The first and best-remembered early unusual incident had happened when he was a few days past his fourth birthday. His parents had been working at their separate home terminals, safe in the knowledge that they would be free from interruptions, because each was sure that the other was watching out for him, and doubly sure in that he was unable to leave his room without being seen.

Normally there would not have been a problem, because he would have been busy at his own, scaled-down terminal with its garish paint job and the extra flashing lights, playing with the latest educational adventure game that had been his birthday present. But that day he was feeling restless and bored because the educational content of the game was getting in the way of the adventures, and the room’s high, open window was offering the promise of more enjoyable things to do in the garden.

His parents had made two further wrong assumptions: that he would not climb out of the window because he had never done so before; and that their garden, when eventually he grew bored with it, too, had a childproof fence.

Beyond the garden fence the world was a very exciting and, although he did not know it at the time, a dangerous place. The whole area had been devastated by a major battle in the civil war that had resulted when the planetary population had risen to overthrow an interstellar government that had fought and lost an interstellar war that the deliberately misguided population had never wanted, even though a great many of them had suffered and died to support it. A few of the ruined houses had been repaired and occupied by off-planet advisors and reconstruction specialists like his parents after the area had been sensor-scanned and any live ordnance or vehicle power packs removed. The broken and rusting remains had been left where they were. Like the ruined houses, they were being overrun by the wild vegetation that was the ultimate winner of every battle and, on this occasion, by one small boy.

He waded through the long grass that seemed to be everywhere, and wandered happily between the trees and bushes, climbed over broken sections of road paving, and explored one of the ruined buildings. Inside were small, furry animals that ran away from him, and one with a long, thick tail that climbed into the roof beams and scolded him until he went away. He was careful to avoid the occupied houses, because they might not contain people like himself. On the single occasion that his parents had taken him for a walk beyond the garden, they had told him that there were otherspecies families in the neighborhood, and that while they would not deliberately harm him, their young could do unpredictable and possibly dangerous things while playing with other-species children.

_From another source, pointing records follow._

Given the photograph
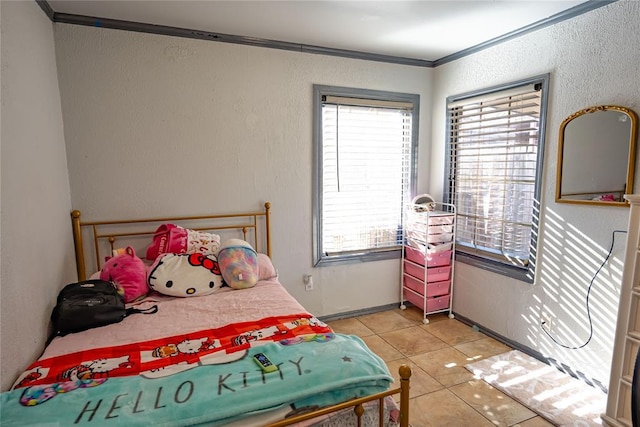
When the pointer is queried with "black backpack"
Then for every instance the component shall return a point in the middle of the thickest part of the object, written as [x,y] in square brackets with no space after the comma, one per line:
[89,304]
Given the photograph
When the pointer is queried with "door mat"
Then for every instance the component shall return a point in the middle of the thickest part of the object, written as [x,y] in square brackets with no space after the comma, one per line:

There had been no need to remind him of the time when he was learning to swim in the communal pooi and a Melfan kid of his own age, thinking that he was an amphibian too, had pulled him to the bottom to play. Since then he had been scared of extraterrestrials, regardless of their shape, size, or age, and tried not to go anywhere near them.

But there were much better places to explore than other people’s gardens, which might have nasty, other-species kids playing in them. Everywhere he looked there were the scattered shapes of armored vehicles showing dark rust amid the sunlit greenery. Some of them looked as if they were not broken and were ready to move any minute; others were lying on their sides, and one had been knocked upside down. Most of them had their doors hanging open, and a few had holes in them that were bigger than the doors, but the edges were sharp and tore his shirt when he tried to crawl inside. He found one that had a gun barrel hanging low enough for him to swing on it. One of its tracks had come off and was lying along the ground like a narrow, rusting carpet with grass and flowers pushing through it. Small animals were hiding in some of the vehicles, but they ran away whenever he climbed in. One of them was filled with the sound of insects, and he knew that he might be stung if he tried to explore that one.